Civic Tech

Thoughts on Civic Crowdfunding with Rodrigo Davies

By Jeff Ferguson · Originally published February 4, 2013

Thoughts on Civic Crowdfunding with Rodrigo Davies

An interview with civic-crowdfunding researcher Rodrigo Davies on what civic crowdfunding actually is, where it overlaps with traditional public finance, and the platforms emerging to host it.

By February 2013, civic crowdfunding had reached its peak-attention moment. Spacehive had launched in the UK the previous summer with the Glyndon Park pavilion in Newport as its proof-of-concept campaign. In the US, Citizinvestor and Neighbor.ly were both operating, each pitching a different theory of where municipal participation could plug into Kickstarter-style funding mechanics — Citizinvestor focused on small line-item parks and beautification projects, Neighbor.ly on larger municipal capital. ioby, the older platform that had been running neighborhood-scale environmental and civic campaigns since 2009, had quietly become the model the others were chasing.
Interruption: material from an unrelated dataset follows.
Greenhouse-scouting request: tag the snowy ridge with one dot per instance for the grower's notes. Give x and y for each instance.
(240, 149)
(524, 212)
Kickstarter itself was hosting public-realm projects — most visibly the +Pool in New York, which had crossed seven figures in pledges.

Rodrigo Davies, then a researcher at the MIT Media Lab's Center for Civic Media, was one of the first people to treat the phenomenon as something other than a feel-good story. His thesis-in-progress at MIT — published in 2014 as Civic Crowdfunding: Participatory Communities, Entrepreneurs and the Political Economy of Place — argued the model raised real questions the press wasn't asking yet: whether donor-led project selection could entrench the inequity it claimed to route around (since wealthier neighbourhoods had more dollars to vote with), whether municipalities would start treating crowdfunded amenities as a substitute for tax-funded ones, and whether the platforms had any meaningful track record on project completion versus just pledged dollars.

Government In The Lab's interest in the conversation reflected the magazine's broader beat during this period: taking emerging civic-tech experiments seriously enough to interrogate, rather than just promote. The civic-crowdfunding story would compress quickly — by 2015 most of the named platforms above had either pivoted, consolidated, or shut down — but the underlying questions Davies raised about the relationship between participatory finance and public goods persisted into the next decade's conversations about municipal participatory budgeting and ESG-style infrastructure financing.